Since retiring from the FBI my uncle has developed an interest in learning more about my family. We are an interesting clan with a storied and, at times, Lifetime movie quality history. There’s my grant aunt Josephine (the most famous character in my family), and political intrigue. There’s a vineyard and some gangsters. Unfortunately, there are many gaps in our oral history so with an aging population of elders my uncle has decided to take on the task of collecting both first and second hand accounts from my living relatives and using outside help to fill in the blanks.
“Your Uncle Joe did a DNA test,” despite my brain going there I knew it couldn’t be paternity or some sort of criminal charge, “it tells you your ethnic makeup”
“Wait, what are you 38%?” I almost joked that she was was still overwhelmingly —
Silence. I could hear it, the crumbling of my mother’s personal identity. And I knew that while we were laughing she was also lost. Italian is who she is. Or was.

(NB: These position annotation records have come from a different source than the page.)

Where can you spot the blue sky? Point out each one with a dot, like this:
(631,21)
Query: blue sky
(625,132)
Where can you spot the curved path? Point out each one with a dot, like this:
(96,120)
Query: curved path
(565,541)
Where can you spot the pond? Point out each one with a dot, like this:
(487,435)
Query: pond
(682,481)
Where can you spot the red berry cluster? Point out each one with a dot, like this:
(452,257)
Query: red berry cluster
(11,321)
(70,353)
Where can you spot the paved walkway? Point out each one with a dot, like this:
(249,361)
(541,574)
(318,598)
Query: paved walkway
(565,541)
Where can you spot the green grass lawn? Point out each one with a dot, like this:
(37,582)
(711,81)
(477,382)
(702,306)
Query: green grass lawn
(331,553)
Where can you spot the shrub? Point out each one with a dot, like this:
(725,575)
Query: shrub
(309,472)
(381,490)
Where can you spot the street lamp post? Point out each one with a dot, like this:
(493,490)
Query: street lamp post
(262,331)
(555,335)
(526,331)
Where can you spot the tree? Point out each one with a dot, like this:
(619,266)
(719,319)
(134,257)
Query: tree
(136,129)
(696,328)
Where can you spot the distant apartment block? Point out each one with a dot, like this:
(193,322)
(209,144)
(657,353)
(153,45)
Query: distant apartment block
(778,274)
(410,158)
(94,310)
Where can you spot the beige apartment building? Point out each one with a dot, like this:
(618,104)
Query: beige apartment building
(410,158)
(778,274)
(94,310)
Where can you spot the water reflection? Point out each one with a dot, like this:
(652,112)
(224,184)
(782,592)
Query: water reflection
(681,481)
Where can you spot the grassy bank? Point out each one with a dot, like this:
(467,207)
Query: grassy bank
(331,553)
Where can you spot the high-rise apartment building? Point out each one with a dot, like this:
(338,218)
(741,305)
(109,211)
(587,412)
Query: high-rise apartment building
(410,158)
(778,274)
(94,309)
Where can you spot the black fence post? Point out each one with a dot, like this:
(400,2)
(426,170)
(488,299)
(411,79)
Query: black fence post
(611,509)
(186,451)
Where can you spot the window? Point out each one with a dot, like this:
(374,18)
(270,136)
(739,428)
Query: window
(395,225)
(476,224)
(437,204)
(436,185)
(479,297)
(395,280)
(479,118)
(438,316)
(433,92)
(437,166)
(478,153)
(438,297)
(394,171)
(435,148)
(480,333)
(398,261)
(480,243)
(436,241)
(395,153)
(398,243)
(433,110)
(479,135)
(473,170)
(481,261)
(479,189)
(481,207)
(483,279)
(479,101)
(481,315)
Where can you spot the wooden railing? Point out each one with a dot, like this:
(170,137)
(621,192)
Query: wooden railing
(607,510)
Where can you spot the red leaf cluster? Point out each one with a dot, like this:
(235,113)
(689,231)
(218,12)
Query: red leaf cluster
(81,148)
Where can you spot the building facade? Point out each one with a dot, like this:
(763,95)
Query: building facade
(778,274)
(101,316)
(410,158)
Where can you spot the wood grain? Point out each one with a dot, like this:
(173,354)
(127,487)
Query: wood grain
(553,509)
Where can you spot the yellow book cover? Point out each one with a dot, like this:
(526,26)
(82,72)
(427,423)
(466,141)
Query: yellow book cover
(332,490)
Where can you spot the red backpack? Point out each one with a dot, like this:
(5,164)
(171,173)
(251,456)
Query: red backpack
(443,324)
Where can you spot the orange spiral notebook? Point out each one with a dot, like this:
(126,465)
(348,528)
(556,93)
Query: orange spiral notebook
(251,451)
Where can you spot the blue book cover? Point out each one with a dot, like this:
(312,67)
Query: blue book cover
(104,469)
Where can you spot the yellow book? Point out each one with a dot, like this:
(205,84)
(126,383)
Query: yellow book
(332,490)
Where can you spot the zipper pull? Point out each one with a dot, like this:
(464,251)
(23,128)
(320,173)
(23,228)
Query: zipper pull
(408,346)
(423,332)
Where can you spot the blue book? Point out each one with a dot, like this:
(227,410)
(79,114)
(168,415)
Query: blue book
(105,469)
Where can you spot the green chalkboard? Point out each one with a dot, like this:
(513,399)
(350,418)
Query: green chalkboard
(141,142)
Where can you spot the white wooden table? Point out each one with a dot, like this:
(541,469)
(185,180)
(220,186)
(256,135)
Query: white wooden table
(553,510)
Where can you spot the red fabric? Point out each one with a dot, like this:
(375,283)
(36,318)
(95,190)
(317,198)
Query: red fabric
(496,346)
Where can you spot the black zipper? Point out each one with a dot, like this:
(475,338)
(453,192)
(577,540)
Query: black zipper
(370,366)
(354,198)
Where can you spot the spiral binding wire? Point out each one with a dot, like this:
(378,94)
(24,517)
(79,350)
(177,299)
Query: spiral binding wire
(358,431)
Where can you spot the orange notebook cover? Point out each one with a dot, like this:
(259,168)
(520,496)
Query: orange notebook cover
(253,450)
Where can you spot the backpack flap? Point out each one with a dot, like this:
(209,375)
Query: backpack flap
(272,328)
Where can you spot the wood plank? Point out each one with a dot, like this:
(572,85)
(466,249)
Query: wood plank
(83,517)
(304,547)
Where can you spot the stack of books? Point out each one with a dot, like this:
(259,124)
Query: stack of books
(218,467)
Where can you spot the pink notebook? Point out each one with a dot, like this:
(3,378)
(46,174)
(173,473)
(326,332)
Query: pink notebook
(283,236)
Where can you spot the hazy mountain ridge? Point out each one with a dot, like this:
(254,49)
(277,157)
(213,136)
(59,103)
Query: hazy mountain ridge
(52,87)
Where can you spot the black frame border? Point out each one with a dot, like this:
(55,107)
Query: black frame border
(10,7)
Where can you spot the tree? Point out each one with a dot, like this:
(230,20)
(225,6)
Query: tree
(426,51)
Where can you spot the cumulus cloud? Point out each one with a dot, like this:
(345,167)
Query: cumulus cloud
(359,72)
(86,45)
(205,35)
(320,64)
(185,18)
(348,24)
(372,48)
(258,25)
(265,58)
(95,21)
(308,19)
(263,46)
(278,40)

“Shit. What’s the other 72%?”
“Middle Eastern,” she began matter-of-factly, “Syria, Jordan, Saudi Arabia, Iran, Azerbaijan, Turkey,”
“Ma, you’ve got centuries of empires coming and going, of course no one is going to be purely anything, well, except Naomi,”
This didn’t help. My mom and my Dutch exchange student had forged a bond which I attributed to Naomi’s being as 100% Dutch as my mom was Italian, “And everyone in your family knows the Italian heritage because they’re all there. That’s what makes you Italian. Just like what makes me American is that it’s where I and most of us are.”
“I guess,” she chewed on that a little, needing something to grasp onto. Her entire family is all from (and still in) a tiny village on Sicily. They are as Italian as Italian can be. It’s all they know.
The conversation was uncharacteristically silent. I had no clue where to go next although my urge was to make a ridiculously off color joke about my sister. She once prided herself on pointing out that technically she was not Polish (latching onto the Polish people are dumb stereotype) due to her being adopted.
“Maybe this is why I like Middle Eastern food so much…?” She grasped at straws, “I love that Wild Fig.”
“That makes sense.” I gave it to her.
“DON’T tell your sister,” I laughed and let it go; I could hear the guilt behind the 38%-serious comment.